In recent years, object detection tasks have attracted widespread attention. PaddleClas open-sourced the ResNet50_vd_SSLD pretrained model based on ImageNet(Top1 Acc 82.4%). And based on the pretrained model, PaddleDetection provided the PSS-DET (Practical Server-side detection) with the help of the rich operators in PaddleDetection. The inference speed can reach 61FPS on single V100 GPU when COCO mAP is 41.6%, and 20FPS when COCO mAP is 47.8%.
We take the standard Faster RCNN ResNet50_vd FPN
as an example. The following table shows ablation study of PSS-DET.
| Trick | Train scale | Test scale | COCO mAP | Infer speed/FPS |
|- |:-: |:-: | :-: | :-: |
| baseline
| 640x640 | 640x640 | 36.4% | 43.589 |
| +test proposal=pre/post topk 500/300
| 640x640 | 640x640 | 36.2% | 52.512 |
| +fpn channel=64
| 640x640 | 640x640 | 35.1% | 67.450 |
| +ssld pretrain
| 640x640 | 640x640 | 36.3% | 67.450 |
| +ciou loss
| 640x640 | 640x640 | 37.1% | 67.450 |
| +DCNv2
| 640x640 | 640x640 | 39.4% | 60.345 |
| +3x, multi-scale training
| 640x640 | 640x640 | 41.0% | 60.345 |
| +auto augment
| 640x640 | 640x640 | 41.4% | 60.345 |
| +libra sampling
| 640x640 | 640x640 | 41.6% | 60.345 |
And the following figure shows mAP-Speed
curves for some common detectors.
Note
For fair comparison, inference time for PSS-DET models on V100 GPU is transformed to Titan V GPU by multiplying by 1.2 times.
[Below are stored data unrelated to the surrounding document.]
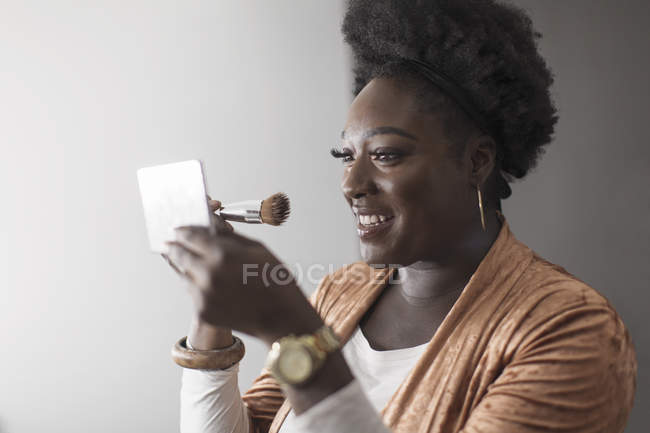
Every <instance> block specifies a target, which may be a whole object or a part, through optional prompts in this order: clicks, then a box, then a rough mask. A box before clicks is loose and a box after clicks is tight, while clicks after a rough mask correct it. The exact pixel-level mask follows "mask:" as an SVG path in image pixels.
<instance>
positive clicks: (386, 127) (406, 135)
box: [341, 126, 417, 141]
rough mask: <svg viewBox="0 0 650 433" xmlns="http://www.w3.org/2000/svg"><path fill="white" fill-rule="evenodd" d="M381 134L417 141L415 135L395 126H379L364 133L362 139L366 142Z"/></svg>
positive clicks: (343, 132)
mask: <svg viewBox="0 0 650 433" xmlns="http://www.w3.org/2000/svg"><path fill="white" fill-rule="evenodd" d="M379 134H394V135H399V136H402V137H406V138H410V139H411V140H416V141H417V137H415V136H414V135H413V134H410V133H408V132H406V131H404V130H403V129H400V128H396V127H394V126H379V127H377V128H372V129H368V130H367V131H366V132H364V133H363V137H362V138H363V139H364V140H367V139H368V138H370V137H372V136H373V135H379ZM344 138H345V130H343V131H341V139H344Z"/></svg>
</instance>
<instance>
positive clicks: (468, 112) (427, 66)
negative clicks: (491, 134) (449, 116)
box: [403, 58, 490, 134]
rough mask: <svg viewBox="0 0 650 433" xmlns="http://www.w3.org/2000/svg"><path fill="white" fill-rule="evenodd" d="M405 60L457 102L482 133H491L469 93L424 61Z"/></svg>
mask: <svg viewBox="0 0 650 433" xmlns="http://www.w3.org/2000/svg"><path fill="white" fill-rule="evenodd" d="M403 60H404V61H405V62H406V64H408V65H410V66H412V67H413V68H414V69H415V70H416V71H417V72H419V73H420V74H422V75H424V76H425V77H426V78H427V79H428V80H429V81H431V82H432V83H433V84H435V85H436V86H438V88H440V89H441V90H442V91H443V92H444V93H446V94H447V95H448V96H450V97H451V98H452V99H453V100H454V101H456V103H457V104H458V105H459V106H460V107H461V108H462V109H463V111H464V112H465V113H466V114H467V115H468V116H469V117H470V119H472V120H473V121H474V122H475V123H476V126H478V127H479V128H480V129H481V131H482V132H484V133H486V134H489V133H490V131H489V129H488V122H487V120H486V119H485V116H483V114H481V112H480V111H479V110H478V109H477V108H476V105H475V104H474V103H473V102H472V98H470V96H469V95H468V94H467V92H466V91H465V90H464V89H463V88H461V87H460V86H459V85H457V84H456V83H455V82H454V80H452V79H451V78H449V77H448V76H447V75H445V74H444V73H443V72H441V71H439V70H437V69H436V68H434V67H433V66H432V65H430V64H428V63H426V62H423V61H422V60H417V59H410V58H406V59H403Z"/></svg>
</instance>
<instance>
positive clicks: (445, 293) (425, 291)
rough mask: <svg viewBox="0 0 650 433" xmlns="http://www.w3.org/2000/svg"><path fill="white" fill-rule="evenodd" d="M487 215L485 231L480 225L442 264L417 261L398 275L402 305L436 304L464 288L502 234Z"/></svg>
mask: <svg viewBox="0 0 650 433" xmlns="http://www.w3.org/2000/svg"><path fill="white" fill-rule="evenodd" d="M489 214H490V217H489V218H488V216H487V215H486V231H483V229H482V228H481V226H480V225H479V227H478V231H474V232H472V233H471V234H470V236H469V237H468V239H471V241H470V242H465V243H463V246H462V247H461V248H458V249H455V250H454V252H453V253H452V254H451V256H447V258H446V260H445V262H444V263H441V262H435V261H417V262H415V263H412V264H410V265H408V266H403V267H400V268H399V269H398V271H397V280H398V283H399V284H398V286H399V287H400V293H401V296H402V298H403V299H404V301H405V302H407V303H409V304H411V305H413V306H423V305H428V304H432V303H435V302H436V300H438V299H443V297H445V296H446V295H451V294H452V293H456V294H458V293H459V292H460V291H461V290H462V289H463V288H464V287H465V285H466V284H467V282H468V281H469V279H470V278H471V276H472V275H473V274H474V272H475V271H476V268H477V267H478V265H479V264H480V263H481V260H483V257H485V255H486V254H487V252H488V251H489V249H490V247H491V246H492V244H493V243H494V241H495V240H496V238H497V237H498V235H499V232H500V230H501V226H502V223H501V221H500V220H499V219H498V217H497V215H496V213H494V212H490V213H489Z"/></svg>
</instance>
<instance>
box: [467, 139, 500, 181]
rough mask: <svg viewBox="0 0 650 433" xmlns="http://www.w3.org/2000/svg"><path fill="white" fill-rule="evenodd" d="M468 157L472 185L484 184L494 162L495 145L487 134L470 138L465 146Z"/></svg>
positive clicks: (496, 151)
mask: <svg viewBox="0 0 650 433" xmlns="http://www.w3.org/2000/svg"><path fill="white" fill-rule="evenodd" d="M466 150H467V152H468V153H469V155H467V157H468V159H469V165H468V166H469V170H470V172H469V179H470V182H472V185H485V182H486V180H487V179H488V177H489V176H490V173H492V170H494V166H495V164H496V154H497V146H496V143H495V142H494V139H492V137H490V136H488V135H479V136H476V137H473V138H472V139H470V141H469V142H468V144H467V147H466Z"/></svg>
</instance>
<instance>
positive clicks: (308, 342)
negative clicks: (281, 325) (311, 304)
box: [265, 325, 341, 386]
mask: <svg viewBox="0 0 650 433" xmlns="http://www.w3.org/2000/svg"><path fill="white" fill-rule="evenodd" d="M340 345H341V343H340V341H339V338H338V337H337V336H336V334H335V333H334V331H333V330H332V328H330V327H329V326H327V325H323V326H321V327H320V328H319V329H318V330H317V331H316V332H314V333H313V334H305V335H300V336H296V335H294V334H289V335H287V336H286V337H282V338H280V339H278V340H277V341H275V342H274V343H273V344H272V345H271V350H270V351H269V354H268V356H267V358H266V363H265V367H266V368H267V369H269V371H271V373H272V374H273V376H274V377H275V378H276V380H277V381H278V382H280V384H282V385H293V386H300V385H302V384H304V383H306V382H307V381H308V380H309V379H310V378H311V377H312V376H313V375H314V373H315V372H316V371H317V370H318V369H319V368H320V367H321V366H322V365H323V362H325V358H326V357H327V355H328V354H329V353H331V352H334V351H335V350H336V349H338V348H339V347H340Z"/></svg>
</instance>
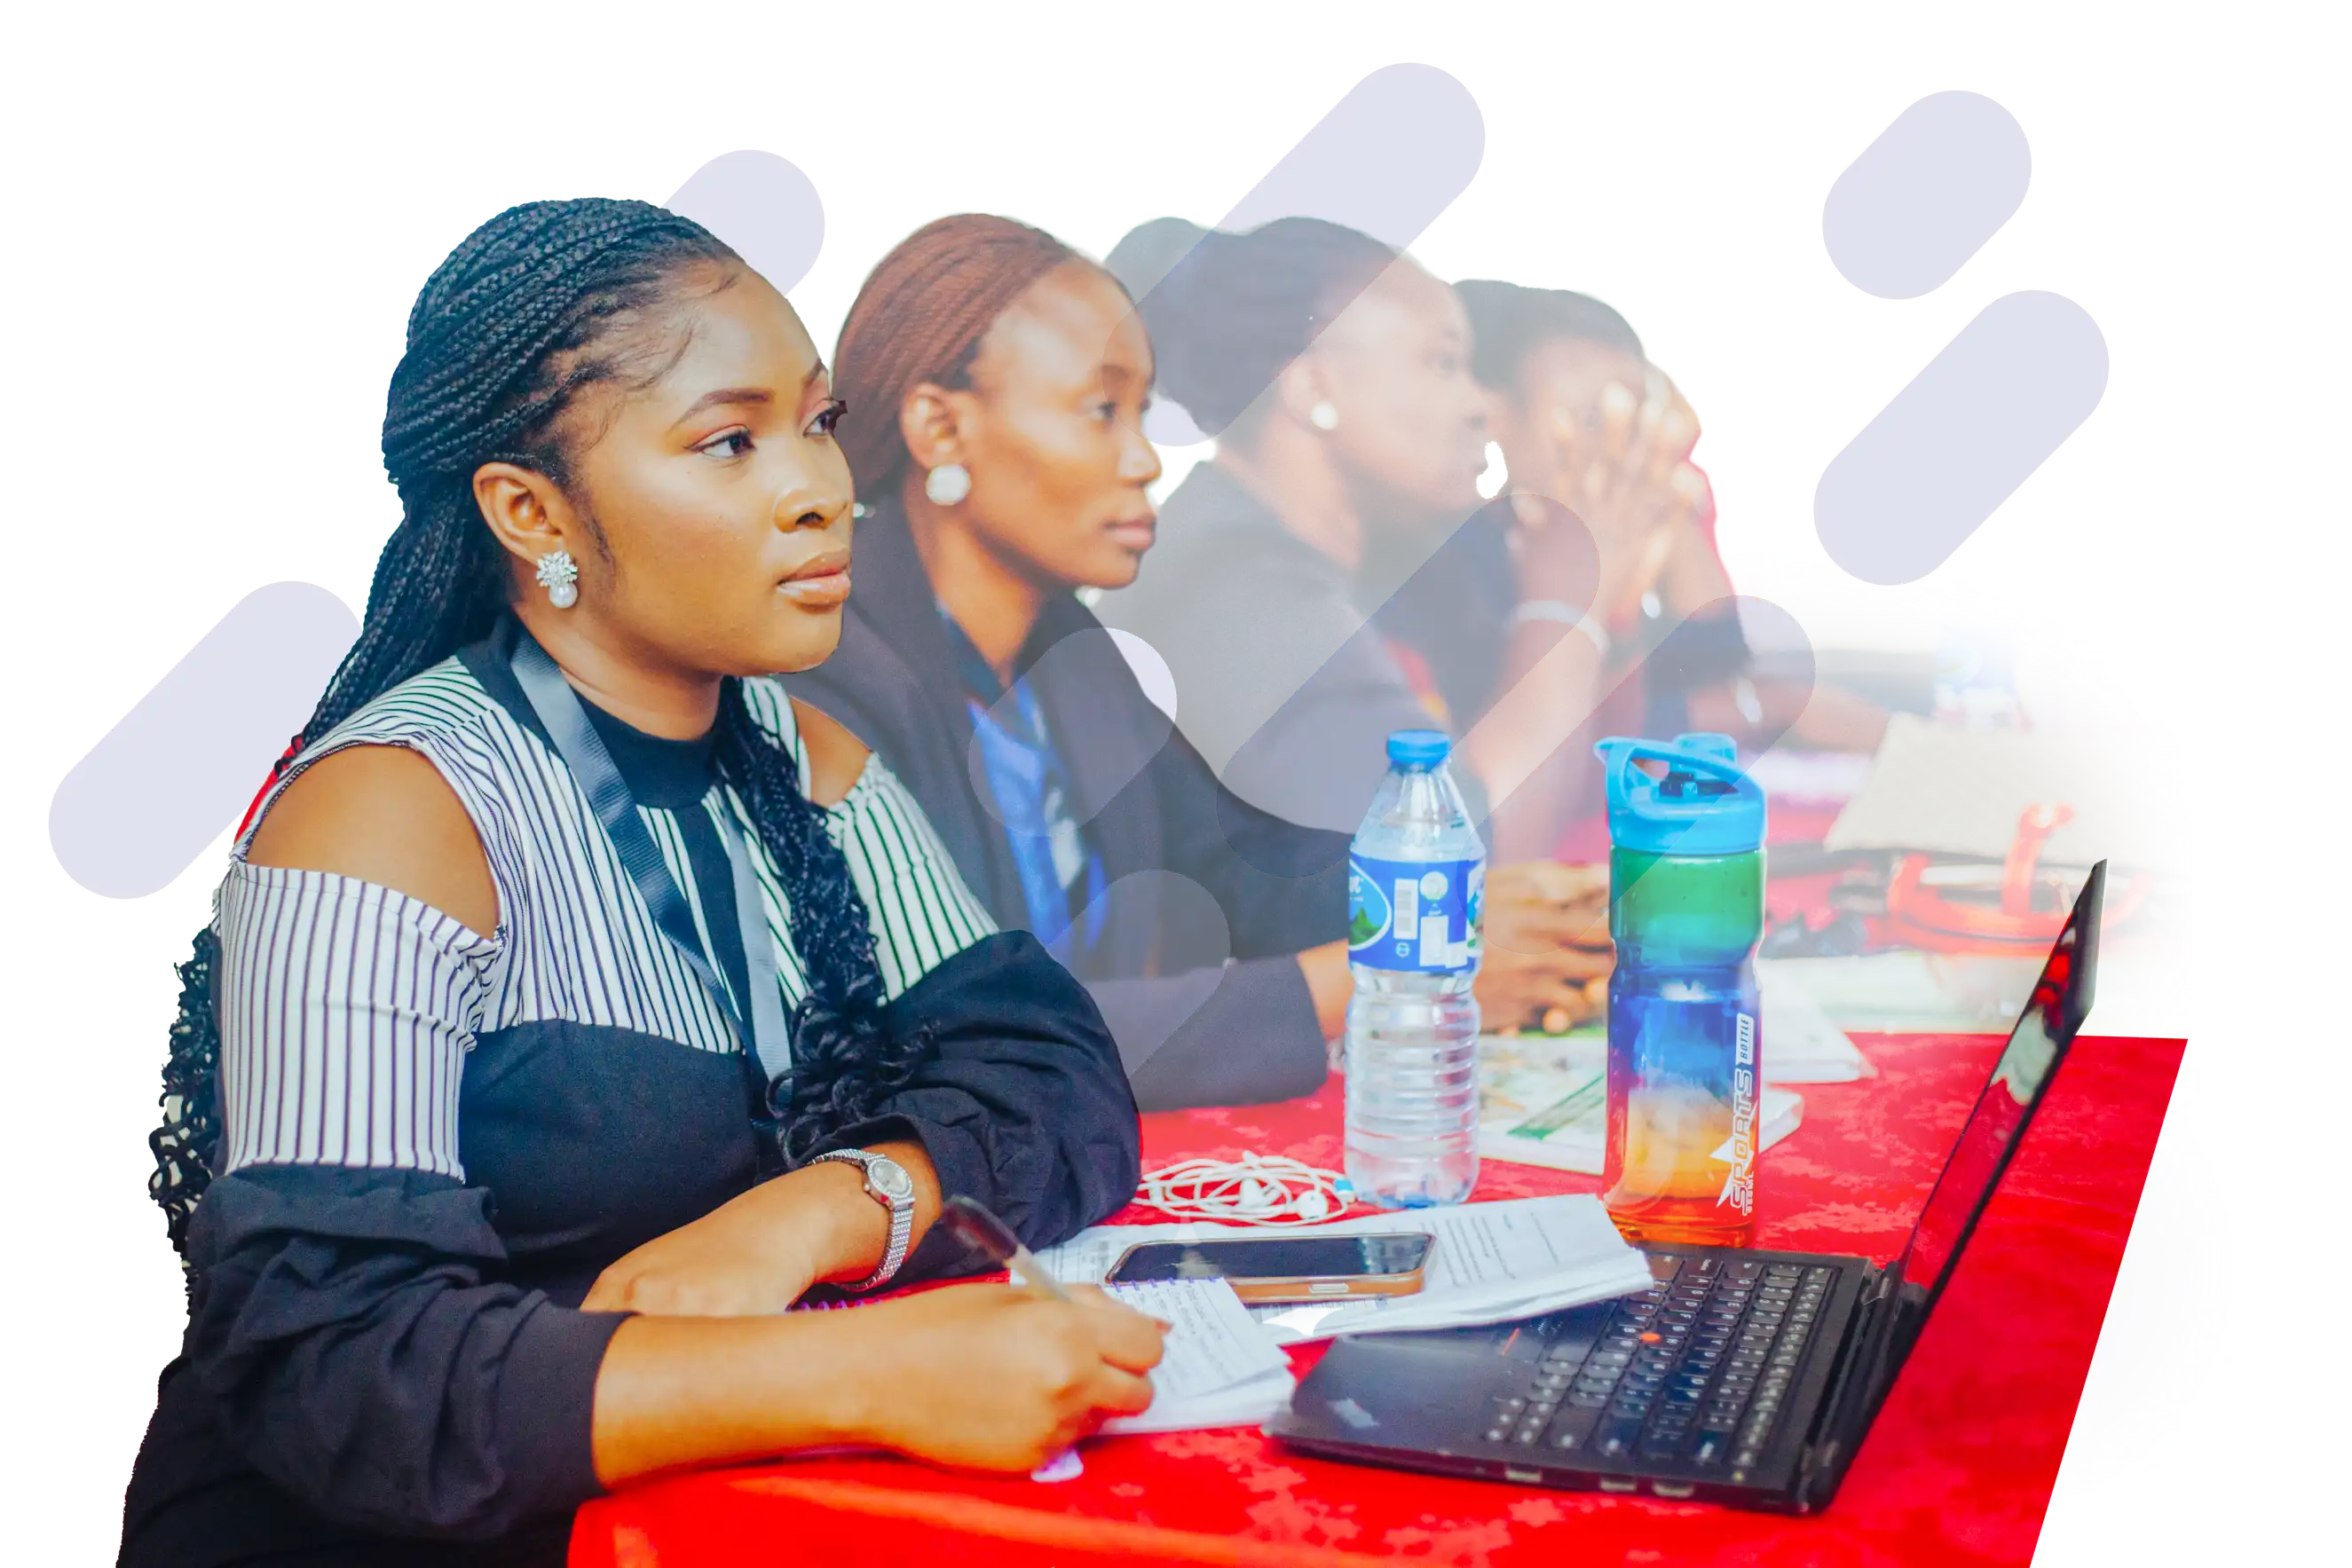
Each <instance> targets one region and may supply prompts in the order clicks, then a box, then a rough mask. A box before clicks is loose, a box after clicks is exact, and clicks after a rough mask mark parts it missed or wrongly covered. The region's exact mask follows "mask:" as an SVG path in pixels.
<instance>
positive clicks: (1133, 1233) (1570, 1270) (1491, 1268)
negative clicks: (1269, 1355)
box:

Backbone | Type | Image/gpu | Lr schd | Inf time (fps) | Box AP | Mask AP | Download | Configs |
---|---|---|---|---|---|---|---|---|
ResNet50-vd-FPN-Dcnv2 | Faster | 2 | 3x | 61.425 | 41.6 | - | model | config |
ResNet50-vd-FPN-Dcnv2 | Cascade Faster | 2 | 3x | 20.001 | 47.8 | - | model | config |
ResNet101-vd-FPN-Dcnv2 | Cascade Faster | 2 | 3x | 19.523 | 49.4 | - | model | config |
Attention: Pretrained models whose congigurations are in the directory generic
just support inference but do not support training and evaluation as now.